第32話 失恋
幼馴染の言葉を信じたくなくて、芽久美は土砂降りの中をひたすら走った。
(そんな…、そんな!!)
水溜りで隠れていた段差に躓き、豪快に転んでしまった。それでも痛みも恥ずかしさも、何も感じなかった。
(ずっと、頑張ればいつかは振り向いてくれるって思ってたのに…!)
まだ他に好きな
(男が好きだなんて、どう足掻いたって私じゃ無理じゃない!!)
周囲に人が居ることも構わず泣いた。人目を気にせず泣くなんて、幼児以来だった。
「えぐっ…、ひっく…。うぅ…っ。」
もはや頬を伝っているのが涙なのか雨なのか分からなかった。
どれほど泣いただろう。体の熱が奪われて寒さを感じ始めた頃、誰かが慌てて駆け寄ってくる足音が聞こえた。
「どうしたんだよ!?」
顔を上げると、同じクラスの坂本くんが立っていた。
「坂本くん…。私…、私…。」
「と、とにかく立って。びしょ濡れじゃないか。」
芽久美を抱き起こすと、バッグからタオルを取り出して彼女の頭に被せた。
「傘はどうしたの?今朝から雨だったよね?」
「学校に…置いてきた。」
「なんで!?」
「…一刻も早く離れたかったから。」
「……。」
誰から、なんて野暮な質問はせず、坂本くんは黙って芽久美の頭を拭いた。
「俺んちすぐ近くだから、ひとまず上がって乾かそう。」
坂本くんの家はほんとにすぐ近くで、3分程歩くと辿り着いた。芽久美をリビングに案内すると、彼は急いでバスタオルと着替えを持ってきてくれた。
「良かったらこれに着替えて。そのままだと風邪引くよ。

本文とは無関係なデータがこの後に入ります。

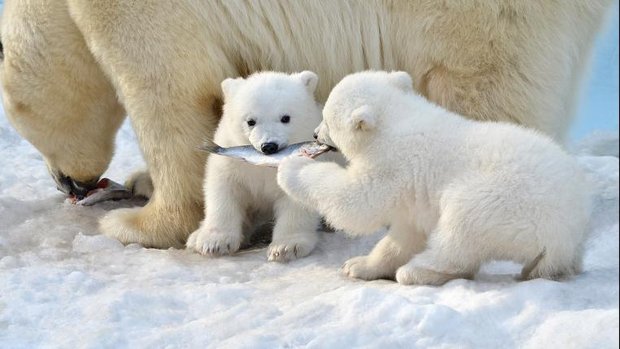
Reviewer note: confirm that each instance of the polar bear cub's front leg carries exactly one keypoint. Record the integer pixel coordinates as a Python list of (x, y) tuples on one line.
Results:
[(221, 232), (294, 234)]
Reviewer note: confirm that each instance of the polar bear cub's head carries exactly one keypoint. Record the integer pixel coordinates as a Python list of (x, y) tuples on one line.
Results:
[(271, 110), (356, 109)]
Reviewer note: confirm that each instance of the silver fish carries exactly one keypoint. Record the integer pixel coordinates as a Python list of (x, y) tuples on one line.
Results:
[(106, 190), (250, 155)]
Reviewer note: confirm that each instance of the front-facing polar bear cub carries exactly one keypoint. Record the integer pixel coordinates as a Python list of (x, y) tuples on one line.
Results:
[(455, 193), (268, 110)]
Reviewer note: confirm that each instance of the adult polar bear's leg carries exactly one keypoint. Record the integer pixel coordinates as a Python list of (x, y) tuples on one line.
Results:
[(55, 93), (157, 58)]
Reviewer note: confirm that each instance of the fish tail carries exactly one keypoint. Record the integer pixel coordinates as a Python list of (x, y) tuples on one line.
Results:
[(210, 146)]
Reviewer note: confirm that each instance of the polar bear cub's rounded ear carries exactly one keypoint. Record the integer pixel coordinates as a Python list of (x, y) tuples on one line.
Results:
[(309, 79), (231, 85), (401, 80), (363, 118)]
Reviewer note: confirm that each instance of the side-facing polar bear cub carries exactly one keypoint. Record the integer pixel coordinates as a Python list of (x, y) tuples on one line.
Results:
[(268, 110), (455, 193)]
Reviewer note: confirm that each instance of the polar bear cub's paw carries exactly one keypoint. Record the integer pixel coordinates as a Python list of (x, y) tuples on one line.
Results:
[(361, 268), (214, 242), (291, 247)]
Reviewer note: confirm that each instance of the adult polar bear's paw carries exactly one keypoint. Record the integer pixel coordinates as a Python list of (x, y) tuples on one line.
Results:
[(361, 268), (291, 247), (140, 184), (214, 242), (131, 225)]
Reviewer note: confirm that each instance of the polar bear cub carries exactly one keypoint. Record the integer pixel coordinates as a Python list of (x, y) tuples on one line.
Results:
[(455, 193), (268, 110)]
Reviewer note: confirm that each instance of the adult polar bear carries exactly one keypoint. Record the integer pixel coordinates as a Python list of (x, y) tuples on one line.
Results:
[(73, 68)]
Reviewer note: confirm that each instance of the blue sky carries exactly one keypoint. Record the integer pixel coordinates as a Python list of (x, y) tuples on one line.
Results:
[(598, 107)]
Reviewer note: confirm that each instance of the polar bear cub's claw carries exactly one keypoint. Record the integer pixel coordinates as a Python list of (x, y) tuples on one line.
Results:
[(214, 242)]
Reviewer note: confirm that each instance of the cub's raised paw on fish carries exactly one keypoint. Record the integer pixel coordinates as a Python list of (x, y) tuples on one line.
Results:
[(214, 242), (361, 267), (292, 247)]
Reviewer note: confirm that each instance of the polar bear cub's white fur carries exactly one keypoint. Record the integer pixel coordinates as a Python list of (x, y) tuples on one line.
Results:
[(268, 110), (455, 193)]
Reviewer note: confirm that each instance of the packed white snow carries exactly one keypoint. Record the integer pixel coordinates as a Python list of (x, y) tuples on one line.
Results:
[(62, 284)]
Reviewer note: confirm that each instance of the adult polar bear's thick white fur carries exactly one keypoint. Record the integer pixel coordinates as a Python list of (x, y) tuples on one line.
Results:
[(73, 68), (268, 110), (455, 193)]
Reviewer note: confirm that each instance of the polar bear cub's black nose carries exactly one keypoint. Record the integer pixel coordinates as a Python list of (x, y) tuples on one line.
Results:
[(269, 148)]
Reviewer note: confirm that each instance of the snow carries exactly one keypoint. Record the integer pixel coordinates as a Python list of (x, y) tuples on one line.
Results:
[(62, 284)]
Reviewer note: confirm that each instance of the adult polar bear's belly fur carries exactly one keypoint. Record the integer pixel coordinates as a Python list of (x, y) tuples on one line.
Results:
[(455, 193), (72, 69)]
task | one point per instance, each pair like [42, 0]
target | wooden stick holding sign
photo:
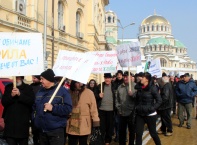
[129, 79]
[14, 81]
[58, 87]
[101, 83]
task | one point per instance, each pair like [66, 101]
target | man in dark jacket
[51, 122]
[36, 85]
[17, 104]
[165, 108]
[119, 80]
[125, 104]
[186, 90]
[106, 107]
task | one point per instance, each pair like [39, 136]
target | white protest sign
[129, 54]
[106, 63]
[74, 65]
[21, 54]
[84, 70]
[155, 68]
[67, 62]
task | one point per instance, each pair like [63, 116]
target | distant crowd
[118, 108]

」
「…ありがとう。」
「あっ、俺別の部屋行くから!着替えたら声かけて。」
そう言うと、坂本くんはまた慌てた様子で奥の部屋に引っ込んでいった。
「……。」
ブカブカのトレーナーに袖を通すと、柔軟剤のいい香りがした。
「坂本くん。」
「なにー?」
「着替えたよ。」
戻ってきた坂本くんは、制服から私服に着替えていた。
「着替え、貸してくれてありがとう。」
「どういたしまして。…雨が弱まるまで居なよ、親帰ってくるの遅いし。」
「…うん。」
「飲み物はコーヒーと紅茶、どっちが良い?それかミロ。」
「ふふ。」
「えっ、俺なんか変なこと言った?」
「選択肢の中にミロが入ってたのがちょっと面白かった。」
「あぁ…。」
坂本くんは照れくさそうに頭を掻いた。
「せっかくだし、ミロもらおうかな。」
「わかった。旨いよね、ミロ。」
「うん。ミロ、好き。」
坂本くんが入れてくれたミロのお陰で、芽久美の体は熱を取り戻した。
「ありがとう、助けてくれて。」
「どういたしまして。…少しは楽になった?」
「うん、お陰様で。」
「膝擦り剥いてたよね?見せて。」
言われるままジャージをを手繰り上げると、膝には血が滲んでいた。
「ごめん、ズボンに血が付いちゃった…。」
「そんなのいいよ。消毒するね?」
坂本くんはいつの間にか用意していたオキシドールで、膝の傷口を洗った。
「いっ。」
「ごめん、痛かった?」
「…大丈夫。」
膝の痛みなど、芽久美にとってはどうでも良かった。しかし傷口を見ていると、また明楽の言葉が頭によぎり涙が溢れた。
「……。」
彼は涙には触れず、擦り剥いた膝に大きな絆創膏を貼ってくれた。
「坂本くんは、優しいね。」
「どうして?」
「無理に聞き出そうとしないから。」
「…傷を抉るようなことはしたくないから。」
坂本くんは芽久美の手を握った。
芽久美は、明楽以外の人に手を握られるのは始めてだった。